In assessing the relevant product markets, the Commission considered whether, since the liberalisation of electricity supply was completed on 24 May 1999, a distinction should be made between the supply of electricity to the smallest customers (i.e. those whose demand for electricity is below 100 kW) and other customers. It concluded that the supply to smaller customers would still appear to form a distinct product market mainly because these customers are, and will continue to be, in the short to medium term at least, protected by the Director General of Electricity Supply (DGES) who sets maximum prices for supply to them. Moreover, these customers are relatively unsophisticated and for them electricity is not a major item of expenditure so the potential savings do not constitute a significant incentive. However, the Commission left open whether there are one or two relevant product markets. As to the geographic definition of the markets, the Commission recalled its EDF/London Electricity decision (Case IV/M.1346, see EU Law Briefing Notes of April 1999).
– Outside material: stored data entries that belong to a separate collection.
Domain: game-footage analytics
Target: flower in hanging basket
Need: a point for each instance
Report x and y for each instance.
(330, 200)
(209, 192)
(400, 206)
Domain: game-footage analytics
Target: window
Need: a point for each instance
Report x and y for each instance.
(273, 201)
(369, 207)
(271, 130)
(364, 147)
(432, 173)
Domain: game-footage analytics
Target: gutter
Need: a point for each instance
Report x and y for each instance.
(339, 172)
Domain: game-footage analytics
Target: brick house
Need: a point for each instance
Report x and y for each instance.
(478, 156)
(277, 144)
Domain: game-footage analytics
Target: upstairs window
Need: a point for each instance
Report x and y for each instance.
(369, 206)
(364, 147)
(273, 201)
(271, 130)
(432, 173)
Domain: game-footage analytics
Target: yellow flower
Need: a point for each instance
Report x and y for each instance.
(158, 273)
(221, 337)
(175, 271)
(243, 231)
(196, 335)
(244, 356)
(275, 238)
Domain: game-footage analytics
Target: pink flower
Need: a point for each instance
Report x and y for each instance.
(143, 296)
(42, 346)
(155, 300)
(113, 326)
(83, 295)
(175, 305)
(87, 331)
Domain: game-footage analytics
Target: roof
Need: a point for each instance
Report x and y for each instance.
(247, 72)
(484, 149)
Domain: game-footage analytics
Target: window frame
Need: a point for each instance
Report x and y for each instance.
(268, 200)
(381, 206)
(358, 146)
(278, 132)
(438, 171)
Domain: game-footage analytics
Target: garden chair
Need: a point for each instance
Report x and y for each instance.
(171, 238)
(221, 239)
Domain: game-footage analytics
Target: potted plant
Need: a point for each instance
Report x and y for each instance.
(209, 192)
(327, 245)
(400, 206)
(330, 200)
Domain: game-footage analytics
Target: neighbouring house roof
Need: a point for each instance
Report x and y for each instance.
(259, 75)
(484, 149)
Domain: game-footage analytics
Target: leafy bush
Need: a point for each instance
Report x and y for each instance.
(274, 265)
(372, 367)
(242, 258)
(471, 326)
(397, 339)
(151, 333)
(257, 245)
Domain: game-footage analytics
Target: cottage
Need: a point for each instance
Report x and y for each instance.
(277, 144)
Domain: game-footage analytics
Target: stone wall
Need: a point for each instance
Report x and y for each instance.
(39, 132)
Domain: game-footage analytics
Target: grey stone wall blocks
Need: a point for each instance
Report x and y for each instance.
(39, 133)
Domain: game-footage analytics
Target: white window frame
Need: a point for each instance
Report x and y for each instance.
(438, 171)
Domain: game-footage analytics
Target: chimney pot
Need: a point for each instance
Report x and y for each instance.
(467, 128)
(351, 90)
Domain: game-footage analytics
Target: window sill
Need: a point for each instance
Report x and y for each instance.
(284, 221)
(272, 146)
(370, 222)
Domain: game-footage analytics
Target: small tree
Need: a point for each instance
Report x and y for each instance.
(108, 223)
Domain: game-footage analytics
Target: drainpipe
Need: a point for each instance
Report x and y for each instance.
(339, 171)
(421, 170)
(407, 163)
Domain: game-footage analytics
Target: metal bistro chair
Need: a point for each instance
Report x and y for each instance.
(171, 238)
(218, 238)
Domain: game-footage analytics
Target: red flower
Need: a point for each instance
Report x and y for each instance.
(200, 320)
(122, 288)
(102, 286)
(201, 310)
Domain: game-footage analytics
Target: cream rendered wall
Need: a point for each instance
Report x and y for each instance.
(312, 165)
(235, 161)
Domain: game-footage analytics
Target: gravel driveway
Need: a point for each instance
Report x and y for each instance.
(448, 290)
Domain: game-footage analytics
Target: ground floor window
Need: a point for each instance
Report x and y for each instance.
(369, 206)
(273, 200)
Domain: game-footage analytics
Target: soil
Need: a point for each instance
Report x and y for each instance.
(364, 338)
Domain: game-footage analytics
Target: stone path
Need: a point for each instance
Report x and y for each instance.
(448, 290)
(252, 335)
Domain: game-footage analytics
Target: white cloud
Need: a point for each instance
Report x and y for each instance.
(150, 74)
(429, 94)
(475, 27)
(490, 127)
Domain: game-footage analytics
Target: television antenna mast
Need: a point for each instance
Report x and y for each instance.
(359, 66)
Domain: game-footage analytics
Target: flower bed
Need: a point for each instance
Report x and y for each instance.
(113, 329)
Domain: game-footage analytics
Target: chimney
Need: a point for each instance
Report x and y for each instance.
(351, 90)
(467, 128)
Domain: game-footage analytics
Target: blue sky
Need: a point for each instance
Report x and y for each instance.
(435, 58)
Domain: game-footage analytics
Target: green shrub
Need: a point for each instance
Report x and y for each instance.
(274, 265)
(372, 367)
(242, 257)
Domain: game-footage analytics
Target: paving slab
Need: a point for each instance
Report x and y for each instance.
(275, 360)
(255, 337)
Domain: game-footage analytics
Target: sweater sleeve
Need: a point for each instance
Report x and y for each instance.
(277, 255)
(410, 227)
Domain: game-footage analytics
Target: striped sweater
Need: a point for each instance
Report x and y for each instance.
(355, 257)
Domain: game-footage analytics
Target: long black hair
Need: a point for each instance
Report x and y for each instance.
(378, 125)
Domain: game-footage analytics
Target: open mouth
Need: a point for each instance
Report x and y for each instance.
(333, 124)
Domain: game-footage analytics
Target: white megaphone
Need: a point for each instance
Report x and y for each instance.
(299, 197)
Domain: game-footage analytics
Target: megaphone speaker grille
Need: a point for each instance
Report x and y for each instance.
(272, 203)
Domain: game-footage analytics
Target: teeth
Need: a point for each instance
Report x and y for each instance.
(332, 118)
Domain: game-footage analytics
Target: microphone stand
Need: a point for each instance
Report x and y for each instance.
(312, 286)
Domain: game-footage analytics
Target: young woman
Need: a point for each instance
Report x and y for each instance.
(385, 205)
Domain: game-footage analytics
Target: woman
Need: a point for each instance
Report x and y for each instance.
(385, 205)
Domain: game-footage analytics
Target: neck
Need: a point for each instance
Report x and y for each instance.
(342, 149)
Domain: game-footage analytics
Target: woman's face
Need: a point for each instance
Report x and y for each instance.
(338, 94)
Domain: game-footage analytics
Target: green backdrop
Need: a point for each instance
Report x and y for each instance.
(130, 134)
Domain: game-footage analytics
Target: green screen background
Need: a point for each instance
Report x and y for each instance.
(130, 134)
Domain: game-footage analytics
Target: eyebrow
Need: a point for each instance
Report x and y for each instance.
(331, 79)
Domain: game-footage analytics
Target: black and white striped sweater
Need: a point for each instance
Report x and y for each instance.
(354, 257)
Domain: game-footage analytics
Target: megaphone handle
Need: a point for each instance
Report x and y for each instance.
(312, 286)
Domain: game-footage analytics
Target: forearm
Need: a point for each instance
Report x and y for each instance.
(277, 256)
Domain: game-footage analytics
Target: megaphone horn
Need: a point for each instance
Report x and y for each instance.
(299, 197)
Although pressed by the notifying party to redefine the relevant geographic market as England and Wales, the Commission reiterated that the geographic market for the supply of the smallest customers would still remain limited to the twelve distribution areas. The Commission therefore disregarded the argument that, following the liberalisation of supply, the conditions of competition are identical in England and Wales, and that smallest customers are well informed about competitors’ products and prices. On the contrary, the Commission found that smallest customers will remain kept, at least in the short term, and that it is unclear whether these customers are well informed about the identity of competitors.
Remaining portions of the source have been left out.